No reliable accounts of Princess Alysanne’s life after the escape survive to this day. She does not appear again in the annals of the realm until the final days of Maegor’s bloody reign, when her mother and Lord Rogar rode forth from Storm’s End at the head of an army, whilst Alysanne, Jaehaerys, and their sister, Rhaena, descended on King’s Landing with their dragons.
Undoubtedly Princess Alysanne had handmaids and companions in the days that followed Maegor’s death. Their names and particulars have not come down to us, unfortunately. We do know that none of them came with the princess when she and Jaehaerys fled the Red Keep on their dragons. Aside from the seven knights of the Kingsguard and the castle garrison, cooks, stablehands, and other servants, the king and his bride were unattended on Dragonstone.
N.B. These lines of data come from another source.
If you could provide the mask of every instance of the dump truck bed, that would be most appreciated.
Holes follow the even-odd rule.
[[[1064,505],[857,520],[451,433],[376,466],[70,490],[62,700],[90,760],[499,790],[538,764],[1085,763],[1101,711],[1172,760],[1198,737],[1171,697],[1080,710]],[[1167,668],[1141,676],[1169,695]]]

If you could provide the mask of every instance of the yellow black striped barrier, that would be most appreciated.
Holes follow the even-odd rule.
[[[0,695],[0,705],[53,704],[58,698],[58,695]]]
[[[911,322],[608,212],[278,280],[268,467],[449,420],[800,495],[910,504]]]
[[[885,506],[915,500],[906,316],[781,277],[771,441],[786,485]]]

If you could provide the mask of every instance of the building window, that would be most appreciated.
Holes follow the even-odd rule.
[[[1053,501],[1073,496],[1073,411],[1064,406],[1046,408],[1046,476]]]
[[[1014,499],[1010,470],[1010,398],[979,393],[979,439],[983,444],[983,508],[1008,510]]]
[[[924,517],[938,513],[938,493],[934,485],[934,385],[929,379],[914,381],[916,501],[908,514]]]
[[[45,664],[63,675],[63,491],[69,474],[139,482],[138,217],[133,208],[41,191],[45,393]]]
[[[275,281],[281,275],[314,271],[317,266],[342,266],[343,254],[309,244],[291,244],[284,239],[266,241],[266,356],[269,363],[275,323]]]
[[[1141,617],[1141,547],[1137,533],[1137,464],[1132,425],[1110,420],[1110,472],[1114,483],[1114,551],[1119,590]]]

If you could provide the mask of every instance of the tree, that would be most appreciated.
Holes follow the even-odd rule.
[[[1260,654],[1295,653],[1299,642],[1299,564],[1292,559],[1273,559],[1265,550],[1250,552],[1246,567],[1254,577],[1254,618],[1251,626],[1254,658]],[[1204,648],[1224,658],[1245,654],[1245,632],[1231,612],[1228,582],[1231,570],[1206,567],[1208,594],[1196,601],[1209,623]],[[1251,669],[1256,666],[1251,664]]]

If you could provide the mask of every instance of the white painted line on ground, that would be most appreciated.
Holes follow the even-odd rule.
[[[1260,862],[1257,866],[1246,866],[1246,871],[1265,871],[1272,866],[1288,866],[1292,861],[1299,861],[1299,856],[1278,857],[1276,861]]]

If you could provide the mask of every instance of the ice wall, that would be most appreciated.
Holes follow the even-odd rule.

That was hardly proper for a princess, let alone for a queen. Alysanne must have her household, and in that her mother, Alyssa, saw an opportunity to undermine, and mayhaps undo, her marriage. The Queen Regent resolved to dispatch to Dragonstone a carefully selected company of companions and servants to see to the young queen’s needs. The plan, Grand Maester Benifer assures us, was Queen Alyssa’s … but it was one that Lord Rogar assented to gladly, for he saw at once a way to twist it to his own ends.
The aged Septon Oswyck, who had performed the wedding rites for Jaehaerys and Alysanne, kept the sept on Dragonstone, but a young lady of royal birth required one of her own sex to see to her religious instruction. Queen Alyssa sent three; the formidable Septa Ysabel, and two wellborn novices of Alysanne’s own age, Lyra and Edyth. To take charge of the serving girls and maids of Alysanne’s household, she dispatched Lady Lucinda Tully, the wife of the Lord of Riverrun, whose fierce piety was renowned through all the land. With her came her younger sister, Ella of House Broome, a modest maid whose name had briefly been offered as a match for Jaehaerys. Lord Celtigar’s daughters, so recently scorned by the Hand as being chinless, breastless, and witless, were included as well. (“We had as well get some use of them,” Lord Rogar supposedly told their father.) Three other girls of noble birth made up the remainder of the company, one each from the Vale, the stormlands, and the Reach: Jennis of House Templeton, Coryanne of House Wylde, and Rosamund of House Ball.
Queen Alyssa wanted her daughter attended by suitable companions of her own age and station, no doubt, but that was not her sole motivation in sending these ladies to Dragonstone. Septa Ysabel, the novices Edyth and Lyra, and the deeply pious Lady Lucinda and her sister had a further charge. It was the hope of the Queen Regent that these fiercely righteous women might impress upon Alysanne, and mayhaps even Jaehaerys, that for brother to lie with sister was an abomination in the eyes of the Faith. “The children” (as Alyssa persisted in calling the king and queen) were not evil, only young and willful; suitably instructed, they might see the error of their ways and repent their marriage before it tore the realm apart. Or so she prayed.